La vida de un enamorado de este calibre no se entiende sin la contrafigura de su amada, una mujer bastante enigmática de la que no nos ha llegado una sola línea, pero que vive para siempre en los versos mejores de nuestro poeta. Tanto Catulo como ella pertenecían a la clase noble, y debieron de nacer en los mismos años, aunque ella era algo mayor: sabemos que él vio la luz en el año 84 a.C. en Verona, la misma ciudad (ya es coincidencia) en que otros dos jóvenes enamorados acabarían dándose muerte muchos años más tarde.

La mujer que Catulo amó tanto se llamaba Claudia (o, como se pronunciaba entonces, Clodia). Cuando él la conoció estaba ya casada, pero eso no impidió que ambos se atrajeran fuertemente desde el primer momento en que se vieron. Siguiendo una convención de la poesía amorosa, en sus versos ocultó su nombre, cambiándolo por otro que era todo un guiño. Lesbia, la llamó, como lesbia (de la isla griega de Lesbos) era la poetisa Safo, autora favorita de Clodia, alguno de cuyos poemas tradujo y adaptó al latín el propio Catulo.

Aunque nuestro autor cultivó con éxito la poesía narrativa, escribiendo unos notables poemas épicos de extensión relativamente breve (los epilios, de unos 500 versos), lo esencial de su obra son sus poemas de amor y desamor, casi siempre breves y concisos, pero devastadores. A través de ellos podemos seguir, como en una novela, la trayectoria de este amor tormentoso, pasando de los primeros escarceos a una pasión torrencial, correspondida; por desgracia, algo que no conocemos bien hizo que Clodia dejara de ser la amante entregada del primer momento para transformarse en una mujer caprichosa y hasta cruel (despiadadamente liberada, como la llama García Calvo) que engañaba al poeta con otros hombres y lo enloquecía con sus frecuentes desvíos, rechazándolo para después aceptarlo otra vez, y volver a abandonarlo cuando ya se creía a salvo. (Por supuesto, si lo sucedido nos lo hubiera contado Clodia, la perspectiva sería muy distinta: pero nosotros no tenemos más remedio que ver los hechos desde el punto de vista del amante despechado, que, por después de todo, fue quien se tomó la pequeña molestia de hacer inmortal esta historia.)

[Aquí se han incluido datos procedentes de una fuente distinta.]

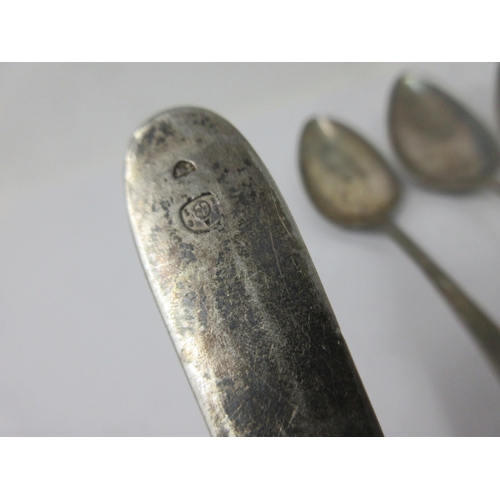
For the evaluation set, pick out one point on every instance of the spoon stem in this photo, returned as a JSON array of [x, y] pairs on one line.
[[485, 332]]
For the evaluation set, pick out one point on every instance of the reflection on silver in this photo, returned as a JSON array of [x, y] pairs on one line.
[[366, 201], [236, 287]]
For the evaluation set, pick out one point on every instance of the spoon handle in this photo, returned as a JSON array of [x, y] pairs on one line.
[[485, 332]]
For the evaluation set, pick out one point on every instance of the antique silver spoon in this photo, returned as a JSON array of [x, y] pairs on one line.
[[351, 184], [235, 284], [438, 140]]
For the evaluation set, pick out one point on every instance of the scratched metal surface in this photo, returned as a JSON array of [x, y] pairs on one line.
[[236, 286]]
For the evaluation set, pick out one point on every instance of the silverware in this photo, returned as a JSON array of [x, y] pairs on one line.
[[438, 140], [235, 285], [351, 184]]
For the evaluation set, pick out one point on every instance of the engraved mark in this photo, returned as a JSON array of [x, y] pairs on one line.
[[183, 168], [202, 213]]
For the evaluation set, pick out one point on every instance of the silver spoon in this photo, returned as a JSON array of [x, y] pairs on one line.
[[351, 184], [439, 141]]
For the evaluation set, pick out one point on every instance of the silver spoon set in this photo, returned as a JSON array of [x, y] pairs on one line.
[[442, 146]]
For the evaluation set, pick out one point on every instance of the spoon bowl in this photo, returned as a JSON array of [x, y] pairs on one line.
[[351, 184], [345, 176], [438, 140]]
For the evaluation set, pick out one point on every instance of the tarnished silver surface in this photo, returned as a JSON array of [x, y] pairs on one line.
[[438, 140], [352, 185], [236, 287]]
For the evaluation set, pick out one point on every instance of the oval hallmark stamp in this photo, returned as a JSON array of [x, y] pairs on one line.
[[202, 213]]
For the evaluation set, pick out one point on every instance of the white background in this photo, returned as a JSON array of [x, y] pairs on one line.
[[83, 350]]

De forma muy romántica, Catulo pasa del amor ilusionado a la desilusión y el desengaño más mordaces, sin por ello dejar por un solo momento de amarla con toda su alma. Muere a los treinta años, en el 54 a.C., por una enfermedad misteriosa (consunción), que quizá hoy llamaríamos depresión: no hallaba sentido a una vida vacía de la que prefirió desinteresarse, hasta dejarse ir sin oponer demasiada resistencia. Hay quien dice que se envenenó: y seguramente es cierto. Su veneno, eso sí, tenía seis letras…

1 comentario:

  1. Todo eso está muy bien, pero ¿qué decía exactamente este hombre? Buena pregunta. Así suena en español el quinto de sus cármina (poemas):

    Vivamos, Lesbia mía, amémonos,
    y los rumores de los viejos serios
    valorémoslos todos en un céntimo.

    Morir y regresar los soles pueden;
    tan pronto se nos va la breve luz
    nos queda por dormir la noche eterna.

    Dame mil besos, dame luego ciento,
    mil más después y luego otra vez ciento,
    luego incluso mil más, y luego ciento.

    Después, cuando sumemos muchos miles,
    confundamos la cuenta, no sepamos,
    y que ningún malvado pueda aojarnos
    cuando sepa que fueron tantos besos.